I honestly cannot understand why initiating is such a big deal. If sex is otherwise fulfilling why not be happy. I don't initiate not because I have a lower sex drive but because of my background and preference. I just donot feel comfortable doing it, if my husband made a big deal about this I think I would resent it, our sex life is not exactly what he wants nor exactly what I want but it is good for both of us. Why make a big deal out of this and risk upsetting an already good situation. 

I am affectionate with my husband, I love to be held by him and to hold him but it 90% of the time that's all I want. Maybe she can initiate with affection which is subtle but it is initiating and may be all she can manage. The jumping all over a man with enthusiasm seems so contrived, she may not be inspired to do so why does she need to put on an act. Why don't you put on an act and pretend that you appreiciate her just as she is and you are greatful for how far she has come. Why don't you put on an act of enthusiastic acceptance and utter happiness for the person she is. If you can't do that consistently then why would you expect her to pretend she is hot for you?
_Posted via Mobile Device_


----------



## Catherine602 (Oct 14, 2010)

BTW his wife has come a long long way and has done many things just to satisfy him. I don't have a sense that she really enjoys doing much of what he requires yet she is generous enough to do it as an act of love. My question is how much is enough, the more she gives the more he wants. She may be better off going back to her comfort zone with sex because her current effort is not appreciated or valued so why bother. My point is she is not required to give and give and give with no end in site. I would not be suprised if she shut down altogether because of the constant sexual pressure. I feel really bad for her.
_Posted via Mobile Device_


----------



## Mom6547 (Jul 13, 2010)

Scannerguard said:


> That's why I do think a schedule is important for married couples.
> 
> Naked Sundays
> Hump Day Wednesdays.
> ...


Can't tell if you are trying to be funny. I would think that this would kill any kind of mood.


----------



## *Betty* (Jan 12, 2011)

My (now) husband and I discussed this before we moved in together. While we were dating I initiated quite a bit (higher sex drive, I guess) but he told me later that it was a turn off and that he wanted to initiate every time; which was okay with me as long as it got initiated and I am a bit of a submissive anyway. Hasn't been initiated now in months, despite my best efforts, and I wish we hadn't had the talk, because I really miss sex


----------



## HelloooNurse (Apr 12, 2010)

My husband wanted me to initiate every now and again. So I did. But then it wasn't good enough because he knew I was initiating not because I wanted sex, it was because I knew HE wanted sex. So I don't know how you can win that kind of thing.

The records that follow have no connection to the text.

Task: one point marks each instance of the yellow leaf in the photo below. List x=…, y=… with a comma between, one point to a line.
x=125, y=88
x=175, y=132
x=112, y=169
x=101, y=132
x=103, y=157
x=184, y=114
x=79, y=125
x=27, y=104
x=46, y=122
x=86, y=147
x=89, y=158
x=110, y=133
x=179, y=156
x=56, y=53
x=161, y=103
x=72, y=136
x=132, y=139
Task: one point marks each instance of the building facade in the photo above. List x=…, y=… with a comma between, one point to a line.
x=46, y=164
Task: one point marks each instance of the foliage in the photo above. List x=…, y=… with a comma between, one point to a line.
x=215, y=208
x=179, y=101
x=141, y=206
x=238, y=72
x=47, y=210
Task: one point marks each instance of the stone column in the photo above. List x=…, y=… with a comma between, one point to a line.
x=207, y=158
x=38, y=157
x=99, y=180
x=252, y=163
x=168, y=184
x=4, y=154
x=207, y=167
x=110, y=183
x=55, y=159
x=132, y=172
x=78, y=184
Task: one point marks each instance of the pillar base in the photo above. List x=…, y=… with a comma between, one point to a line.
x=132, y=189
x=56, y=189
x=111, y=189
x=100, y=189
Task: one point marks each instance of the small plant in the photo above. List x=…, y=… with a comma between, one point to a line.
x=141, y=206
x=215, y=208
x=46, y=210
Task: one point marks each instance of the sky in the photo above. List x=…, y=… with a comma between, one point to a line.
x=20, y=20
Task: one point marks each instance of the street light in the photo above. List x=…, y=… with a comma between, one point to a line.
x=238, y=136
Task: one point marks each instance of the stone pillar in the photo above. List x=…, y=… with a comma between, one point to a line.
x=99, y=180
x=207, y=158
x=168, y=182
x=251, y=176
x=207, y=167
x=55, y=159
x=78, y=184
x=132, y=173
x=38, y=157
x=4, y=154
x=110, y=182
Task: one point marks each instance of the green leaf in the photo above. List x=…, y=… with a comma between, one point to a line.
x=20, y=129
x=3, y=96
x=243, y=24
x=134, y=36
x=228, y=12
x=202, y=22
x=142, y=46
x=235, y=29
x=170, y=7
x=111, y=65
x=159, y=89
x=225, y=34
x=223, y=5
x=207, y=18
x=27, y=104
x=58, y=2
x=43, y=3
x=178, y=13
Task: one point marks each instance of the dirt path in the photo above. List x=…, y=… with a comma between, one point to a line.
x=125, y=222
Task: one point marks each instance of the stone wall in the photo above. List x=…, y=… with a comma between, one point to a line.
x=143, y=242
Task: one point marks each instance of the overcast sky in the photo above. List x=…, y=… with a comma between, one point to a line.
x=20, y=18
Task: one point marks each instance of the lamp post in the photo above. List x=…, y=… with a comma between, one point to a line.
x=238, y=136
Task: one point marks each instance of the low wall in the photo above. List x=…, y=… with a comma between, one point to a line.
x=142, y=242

I've always wondered what the big deal was initiating. If you don't initiate, you don't have sex.. so being the initiator is really a tiny price to pay in the grand scheme of things. Does it really matter who asks for it in the first place? The fact is you are having SEX!!


----------



## seeking sanity (Oct 20, 2009)

HelloooNurse, let's change the word "sex" to "dishes" or "taking the kids" or "cleaning". 

If you always have to ask your man to do the "dishes" or some other chore to help you, despite the fact that he KNOWS you like it when he helps unasked, don't you at some point feel resentful?


----------